I unmounted the partition, and the error did not reappear.
Undelete by File Path
You probably have to run these commands as root. I elevated to a root shell anyways, because at this point I’m playing with so much fire that avoiding the distraction of constantly typing sudo is a net benefit:
$ extundelete /dev/sda4 --restore-directory home/username/path/to/dir/
Note that extundelete --help explains how the path is relative to the root of the partition, and thus does not need a leading slash.
The restore-directory command didn’t actually work (if it’d worked, a bunch of files would have appeared in RECOVERED_FILES/) but it did print a long list of files and directories, their inodes, and whether they were deleted or not:
File name | Inode number | Deleted status . 5243979 .. 5243970 cs411 5375933 cs480 5252709 Essay 1.odt 5248187 Deleted
Digging Around by Inode
extundelete --help reveals that I can use it to examine individual inodes.
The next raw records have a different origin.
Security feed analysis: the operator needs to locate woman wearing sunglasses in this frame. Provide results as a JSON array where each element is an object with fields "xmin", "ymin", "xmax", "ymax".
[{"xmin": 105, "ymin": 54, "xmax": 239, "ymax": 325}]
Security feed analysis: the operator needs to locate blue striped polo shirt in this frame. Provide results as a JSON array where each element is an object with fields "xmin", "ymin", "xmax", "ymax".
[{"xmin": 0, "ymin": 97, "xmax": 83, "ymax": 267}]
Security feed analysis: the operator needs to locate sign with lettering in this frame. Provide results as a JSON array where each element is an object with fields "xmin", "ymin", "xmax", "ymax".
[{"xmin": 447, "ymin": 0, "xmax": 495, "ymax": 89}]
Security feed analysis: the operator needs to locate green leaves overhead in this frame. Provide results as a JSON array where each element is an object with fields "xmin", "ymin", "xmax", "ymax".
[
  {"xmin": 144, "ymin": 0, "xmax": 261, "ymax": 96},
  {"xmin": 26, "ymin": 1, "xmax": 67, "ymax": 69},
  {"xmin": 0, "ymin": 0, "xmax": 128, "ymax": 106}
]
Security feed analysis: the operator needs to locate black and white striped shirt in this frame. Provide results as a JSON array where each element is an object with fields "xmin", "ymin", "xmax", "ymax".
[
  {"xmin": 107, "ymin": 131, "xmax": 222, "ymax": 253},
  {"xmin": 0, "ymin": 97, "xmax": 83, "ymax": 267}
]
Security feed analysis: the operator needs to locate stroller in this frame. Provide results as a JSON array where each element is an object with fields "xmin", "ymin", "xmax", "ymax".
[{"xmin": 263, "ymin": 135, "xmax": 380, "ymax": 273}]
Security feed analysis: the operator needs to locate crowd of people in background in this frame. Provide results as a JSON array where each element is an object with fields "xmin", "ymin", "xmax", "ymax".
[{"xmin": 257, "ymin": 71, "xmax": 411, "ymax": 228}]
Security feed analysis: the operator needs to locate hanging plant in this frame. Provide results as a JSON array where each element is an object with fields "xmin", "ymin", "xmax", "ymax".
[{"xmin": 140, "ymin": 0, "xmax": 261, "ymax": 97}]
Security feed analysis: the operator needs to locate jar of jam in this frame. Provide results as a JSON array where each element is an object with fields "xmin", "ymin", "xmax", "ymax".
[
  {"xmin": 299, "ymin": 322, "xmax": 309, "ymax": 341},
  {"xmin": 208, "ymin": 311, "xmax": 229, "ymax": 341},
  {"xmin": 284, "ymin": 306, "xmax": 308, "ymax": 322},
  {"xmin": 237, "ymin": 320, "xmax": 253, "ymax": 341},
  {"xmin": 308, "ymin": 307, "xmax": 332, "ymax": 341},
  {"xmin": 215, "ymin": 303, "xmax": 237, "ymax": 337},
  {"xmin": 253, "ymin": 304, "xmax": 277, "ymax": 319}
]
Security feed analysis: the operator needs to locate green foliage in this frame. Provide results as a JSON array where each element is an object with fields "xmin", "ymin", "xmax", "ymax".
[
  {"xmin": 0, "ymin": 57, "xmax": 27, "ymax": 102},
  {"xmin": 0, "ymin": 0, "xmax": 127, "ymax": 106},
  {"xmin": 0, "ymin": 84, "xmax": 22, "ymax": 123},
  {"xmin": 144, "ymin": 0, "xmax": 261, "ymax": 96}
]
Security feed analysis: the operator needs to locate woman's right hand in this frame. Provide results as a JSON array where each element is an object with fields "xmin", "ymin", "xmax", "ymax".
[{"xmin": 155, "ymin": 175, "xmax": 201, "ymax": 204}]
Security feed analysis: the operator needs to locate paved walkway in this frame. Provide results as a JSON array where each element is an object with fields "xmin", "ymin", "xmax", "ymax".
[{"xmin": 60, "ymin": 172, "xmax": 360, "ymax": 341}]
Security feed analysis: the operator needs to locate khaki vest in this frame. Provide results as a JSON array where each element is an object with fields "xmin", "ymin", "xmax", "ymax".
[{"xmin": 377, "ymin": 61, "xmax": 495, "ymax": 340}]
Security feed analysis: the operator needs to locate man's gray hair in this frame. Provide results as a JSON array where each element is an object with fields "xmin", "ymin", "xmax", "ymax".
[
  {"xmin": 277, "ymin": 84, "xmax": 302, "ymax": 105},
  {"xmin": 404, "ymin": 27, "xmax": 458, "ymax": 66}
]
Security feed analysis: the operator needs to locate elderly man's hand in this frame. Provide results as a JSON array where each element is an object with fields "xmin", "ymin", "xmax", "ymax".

Since the missing file is in the cs480 directory, my next command examined its contents:
$ extundelete /dev/sda4 --inode 5252709
All this does is give me a list of the directory’s contents, with their respective inodes and deletion status:
... Milestone2_lexical_analyzer 5375950 Milestone4_Code_Generation_Constants 5377172 Milestone1_gforth_basics 5374187 Milestone3_parser 5375948 gforth_problem_6.txt 5252921 Deleted ...
The missing file was in the Milestone4 directory, so my next command examined it:
$ extundelete /dev/sda4 --inode 5377172
Now we’re getting somewhere! The overwritten file was named code_generator.c, and in the output of that last inode listing I have:
code_generator.c 5378104 Deleted code_generator.o 5378085 Deleted code_generator.h 5378092 .code_generator.c.swp 5378066 Deleted .code_generator.c.swx 5378065 Deleted code_generator.c~ 5378102 Deleted
Restore From Inodes
I restored each file separately, though looking at the help again I could easily have done them as a list:
$ extundelete /dev/sda4 --restore-inode 5378104,5378066,5378065,5378102
That’s to grab the .c, the .swp and .swx, and the .c~ files.
Whenever a file is successfully undeleted, it gets saved as RECOVERED_FILES/file.xxxxxx where xxxxxx is its inode number.
Despite following the instructions as correctly as I could at 1am, the recovered code_generator.c file was still overwritten with the gibberish of the errant tar command.
The code_generator.c~ file contained a recent copy of the file which had been overwritten, so my roommate emailed it to the professor.
Postscript: Swap File Recovery Attempt
But what if the code_generator.c~ file hadn’t been mysteriously created by whatever utility spits out .c~ files?
I tried to recover the swap files with vim -r code_generator.c, and it detected both of them, but I got the error:
E307: .code_generator.c.swx does not look like a Vim swap file
And indeed, it is not a Vim swap file:
$ file .code_generator.c.swx .code_generator.c.swx: ELF 64-bit LSB relocatable, x86-64, version 1 (SYSV), not stripped
Something about these files has massively confused Linux. Let’s see if they contain anything interesting:
$ strings .code_generator.c.swx | less
It looks a bit like output from running the code generator program interspersed with paths on the filesystem. Whatever this thing is, it’s sure not a valid Vim swap file.
To see what valid swap files look like, I forced Vim to generate one by opening a file, typing into it, waiting 4 seconds, then closing that terminal.
The swap file is updated after typing 200 characters or when you have not typed anything for four seconds.
—(from the Vim docs)
Unsurprisingly, it’s a valid swap file:
$ file .test.c.swp .test.c.swp: Vim swap file, version 7.4
and running strings on it prints out the text that I had typed before killing Vim.
The moral of this tangent is that it would not have been possible to recover the .c files solely from their Vim swap files in this case.